A relevance model for a data warehouse contextualized with documents

https://doi.org/10.1016/j.ipm.2008.11.001Get rights and content

Abstract

This paper presents a relevance model to rank the facts of a data warehouse that are described in a set of documents retrieved with an information retrieval (IR) query. The model is based in language modeling and relevance modeling techniques. We estimate the relevance of the facts by the probability of finding their dimensions values and the query keywords in the documents that are relevant to the query. The model is the core of the so-called contextualized warehouse, which is a new kind of decision support system that combines structured data sources and document collections. The paper evaluates the relevance model with the Wall Street Journal (WSJ) TREC test subcollection and a self-constructed fact database.

Introduction

During decades the information retrieval (IR) area has provided users with methods and tools for searching interesting pieces of text among huge document collections. However, until very recently these techniques have been implemented apart from databases due to the very different nature of the objects they manage: whereas data is well-structured with well-defined semantics, texts are unstructured and require approximate query processing (Baeza-Yates & Ribeiro-Neto, 1999).

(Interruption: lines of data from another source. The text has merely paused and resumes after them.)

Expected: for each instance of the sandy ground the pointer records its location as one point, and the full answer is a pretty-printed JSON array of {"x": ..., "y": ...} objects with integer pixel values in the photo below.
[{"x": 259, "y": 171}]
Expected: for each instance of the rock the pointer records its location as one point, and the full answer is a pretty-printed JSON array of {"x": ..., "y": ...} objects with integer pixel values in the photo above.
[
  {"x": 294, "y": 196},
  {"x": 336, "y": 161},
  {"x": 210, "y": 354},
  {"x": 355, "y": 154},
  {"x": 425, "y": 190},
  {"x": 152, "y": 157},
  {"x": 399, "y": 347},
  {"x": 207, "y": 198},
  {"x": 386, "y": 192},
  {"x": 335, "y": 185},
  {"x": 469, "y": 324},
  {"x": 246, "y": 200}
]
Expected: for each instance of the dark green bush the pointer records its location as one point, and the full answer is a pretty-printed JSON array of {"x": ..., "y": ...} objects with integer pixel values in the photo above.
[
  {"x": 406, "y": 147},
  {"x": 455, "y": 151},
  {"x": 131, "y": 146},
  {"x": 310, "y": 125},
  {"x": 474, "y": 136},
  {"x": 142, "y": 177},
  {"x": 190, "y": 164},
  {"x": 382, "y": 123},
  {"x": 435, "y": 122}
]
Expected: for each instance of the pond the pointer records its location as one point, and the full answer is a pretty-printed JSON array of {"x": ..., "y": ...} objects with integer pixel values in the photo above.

Nowadays, corporate information systems need to include internal and external text-based sources (e.g., web documents) into the information processes defined within the organization. For example, decision support systems would greatly benefit from text-rich sources (e.g., financial news and market research reports) as they can help analysts to understand the historical trends recorded in corporate data warehouses. Opinion forums and blogs are also valuable text-sources that can be of great interest for enhancing the decision making processes. Unfortunately, there are scarce works in the literature concerned with a true integration of data and document retrieval techniques.

Recent proposals in the field of IR include language modeling (Ponte & Croft, 1998) and relevance modeling (Lavrenko & Croft, 2001). Language modeling represents each document as a language model. Thus, documents are ranked according to the probability of emitting the query keywords from the corresponding language model. Relevance modeling estimates the joint probability of the query’s keywords and the document words over the set of documents deemed relevant for that query. In this paper, we apply the language modeling and relevance modeling approaches to develop a new model that estimates the relevance of the facts stored into a data warehouse with respect to an IR query. These facts are well-structured data tuples, whose meaning is described by a set of documents retrieved with the same IR query from a separate text repository.

The proposed relevance model is the core of the contextualized warehouse described in Pérez, Berlanga, Aramburu, and Pedersen (2008). However, the topic of Pérez et al. (2008) was the multidimensional model of the contextualized warehouse, rather than the relevance model. In the current paper, we describe the relevance model in detail, and we compare it with the relevance-based language model techniques that support it. The paper provides a series of experiments over a well-known IR collection in order to demonstrate that the ranking of facts provided by the model is good enough for helping analysts in their tasks. This evaluation is completely new and has not been previously published anywhere. The review of the language modeling and relevance modeling approaches included in this paper is also an original contribution.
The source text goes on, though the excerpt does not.